Harvesting trees can help woodland owners achieve a variety of short- and long-term goals. It can:
  • supply you with firewood or other materials
  • enhance specific types of habitat
  • increase the growth of certain tree species for habitat, scenic qualities, or timber
  • allow new seedlings or sprouts to germinate
  • reduce the presence of damaging insects or diseases
  • provide income through the sale of forest products.

Harvesting can be implemented in a range of intensities, from thinning a few trees in a small area to creating canopy openings in a larger-scale operation. Ideally, silvicultural goals for a timber harvest mimic natural disturbances, while capturing monetary or other values from the harvested trees.

Some areas in a woodlot or wooded landscape may be designated for little or no timber Harvesting. These reserves can meet particular habitat, ecological, or recreational goals. Actively managed woodland often includes no-cut zones. Within larger forests, reserves can be set aside as study sites to show how natural processes influence forest ecology and succession patterns.

Harvesting may be done by landowners themselves or by contracting with a skilled professional logger. A successful harvest will protect soil, wetlands and streams, plant and wildlife habitat, and the woodlot’s appearance, while improving the future condition of the forest.

Are you ready to harvest trees on your property? If so, you may wish to explore some of the following resources:

Learn about the difference between foresters and loggers.

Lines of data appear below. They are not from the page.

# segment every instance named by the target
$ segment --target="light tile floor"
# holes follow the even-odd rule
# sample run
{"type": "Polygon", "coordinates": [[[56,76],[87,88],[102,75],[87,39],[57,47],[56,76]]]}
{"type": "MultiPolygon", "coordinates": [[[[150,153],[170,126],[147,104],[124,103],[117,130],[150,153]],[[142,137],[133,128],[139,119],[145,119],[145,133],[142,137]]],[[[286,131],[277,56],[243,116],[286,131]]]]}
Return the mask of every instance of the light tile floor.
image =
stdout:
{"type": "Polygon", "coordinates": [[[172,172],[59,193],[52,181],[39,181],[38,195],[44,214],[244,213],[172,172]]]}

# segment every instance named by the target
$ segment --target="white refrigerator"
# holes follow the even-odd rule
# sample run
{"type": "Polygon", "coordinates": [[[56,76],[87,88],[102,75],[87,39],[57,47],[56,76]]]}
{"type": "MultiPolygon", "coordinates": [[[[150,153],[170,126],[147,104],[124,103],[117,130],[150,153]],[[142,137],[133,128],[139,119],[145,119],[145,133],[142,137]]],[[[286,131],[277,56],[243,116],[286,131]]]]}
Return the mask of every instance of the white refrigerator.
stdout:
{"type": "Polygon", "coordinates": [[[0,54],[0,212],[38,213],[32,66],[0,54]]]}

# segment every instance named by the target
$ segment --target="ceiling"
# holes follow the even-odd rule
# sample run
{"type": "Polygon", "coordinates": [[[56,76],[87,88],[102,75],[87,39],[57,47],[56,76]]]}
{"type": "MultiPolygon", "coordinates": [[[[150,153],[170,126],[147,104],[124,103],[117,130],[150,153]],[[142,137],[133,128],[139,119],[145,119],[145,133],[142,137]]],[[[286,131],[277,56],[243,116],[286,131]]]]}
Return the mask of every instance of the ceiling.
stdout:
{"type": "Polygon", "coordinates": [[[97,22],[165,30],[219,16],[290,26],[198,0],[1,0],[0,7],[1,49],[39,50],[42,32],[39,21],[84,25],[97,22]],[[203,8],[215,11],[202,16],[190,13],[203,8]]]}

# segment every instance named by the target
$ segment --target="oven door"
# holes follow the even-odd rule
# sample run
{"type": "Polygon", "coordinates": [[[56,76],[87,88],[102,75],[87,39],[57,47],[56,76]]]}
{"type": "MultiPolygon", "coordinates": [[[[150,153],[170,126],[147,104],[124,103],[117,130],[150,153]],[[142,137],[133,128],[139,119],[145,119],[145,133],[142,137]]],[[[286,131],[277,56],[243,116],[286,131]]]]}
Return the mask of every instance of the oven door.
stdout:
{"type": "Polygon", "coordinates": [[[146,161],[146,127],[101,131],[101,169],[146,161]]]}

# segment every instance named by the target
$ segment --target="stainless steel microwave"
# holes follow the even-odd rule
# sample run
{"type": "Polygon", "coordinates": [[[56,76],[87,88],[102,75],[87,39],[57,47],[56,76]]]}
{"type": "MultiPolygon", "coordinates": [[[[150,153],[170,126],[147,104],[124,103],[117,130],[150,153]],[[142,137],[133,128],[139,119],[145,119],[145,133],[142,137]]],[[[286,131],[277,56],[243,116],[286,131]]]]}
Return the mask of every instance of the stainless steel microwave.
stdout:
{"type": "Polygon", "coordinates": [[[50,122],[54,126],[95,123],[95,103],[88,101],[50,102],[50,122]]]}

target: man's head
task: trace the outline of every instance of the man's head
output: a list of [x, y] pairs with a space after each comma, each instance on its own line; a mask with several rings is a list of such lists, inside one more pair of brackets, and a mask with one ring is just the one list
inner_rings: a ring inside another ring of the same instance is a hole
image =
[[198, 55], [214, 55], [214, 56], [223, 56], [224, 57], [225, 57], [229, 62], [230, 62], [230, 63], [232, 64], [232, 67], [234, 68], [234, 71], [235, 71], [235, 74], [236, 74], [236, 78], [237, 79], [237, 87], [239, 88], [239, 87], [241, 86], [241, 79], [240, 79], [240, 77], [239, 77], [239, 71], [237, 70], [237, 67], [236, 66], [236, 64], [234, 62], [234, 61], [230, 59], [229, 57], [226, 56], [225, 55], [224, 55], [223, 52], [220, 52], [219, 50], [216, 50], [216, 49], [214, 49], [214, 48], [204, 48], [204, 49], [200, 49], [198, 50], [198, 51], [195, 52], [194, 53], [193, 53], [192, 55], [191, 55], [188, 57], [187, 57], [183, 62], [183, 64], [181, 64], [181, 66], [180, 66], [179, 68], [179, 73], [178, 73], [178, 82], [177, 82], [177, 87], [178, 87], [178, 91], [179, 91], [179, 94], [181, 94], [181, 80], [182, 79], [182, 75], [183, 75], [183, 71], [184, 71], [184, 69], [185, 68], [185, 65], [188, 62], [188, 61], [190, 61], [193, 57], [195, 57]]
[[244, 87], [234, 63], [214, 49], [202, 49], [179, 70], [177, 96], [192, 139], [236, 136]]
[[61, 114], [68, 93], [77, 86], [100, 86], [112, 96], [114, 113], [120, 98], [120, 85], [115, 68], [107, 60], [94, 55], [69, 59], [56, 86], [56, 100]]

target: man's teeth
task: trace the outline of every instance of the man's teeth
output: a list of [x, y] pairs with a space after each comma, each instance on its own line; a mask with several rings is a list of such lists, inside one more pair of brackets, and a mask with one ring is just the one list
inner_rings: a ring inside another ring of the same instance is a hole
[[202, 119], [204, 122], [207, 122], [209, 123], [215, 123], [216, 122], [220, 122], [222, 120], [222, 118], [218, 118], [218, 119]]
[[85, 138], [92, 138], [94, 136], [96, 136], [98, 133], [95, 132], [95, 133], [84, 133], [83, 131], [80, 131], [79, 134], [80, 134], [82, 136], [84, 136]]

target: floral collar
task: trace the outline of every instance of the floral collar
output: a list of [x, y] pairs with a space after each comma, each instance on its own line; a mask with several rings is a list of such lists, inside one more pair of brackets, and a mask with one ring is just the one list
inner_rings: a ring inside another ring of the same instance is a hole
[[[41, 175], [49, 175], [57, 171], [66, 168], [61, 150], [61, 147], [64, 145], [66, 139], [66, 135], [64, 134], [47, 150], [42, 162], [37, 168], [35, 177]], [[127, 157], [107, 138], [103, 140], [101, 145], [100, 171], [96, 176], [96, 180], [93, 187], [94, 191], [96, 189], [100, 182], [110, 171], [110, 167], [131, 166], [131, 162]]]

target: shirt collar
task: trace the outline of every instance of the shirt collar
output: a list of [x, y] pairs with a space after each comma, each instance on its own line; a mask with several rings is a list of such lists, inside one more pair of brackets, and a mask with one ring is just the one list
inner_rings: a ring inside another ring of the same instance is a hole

View a list of foresters who can help you determine whether and how to harvest trees on your property.

For an example of a harvest plan template and a pre- and post-harvest checklist, you may wish to visit the Master Logger website.

Read about the standards of Maine's Master Loggers.

Read a short essay on selective cutting.

Read a primer on the negative effects of diameter-limit cutting.

Learn how forest biomass guidelines ensure forests can support wildlife, maintain biodiversity, provide clean water, sequester carbon, protect forest soil productivity, and continue to produce income after a biomass harvest.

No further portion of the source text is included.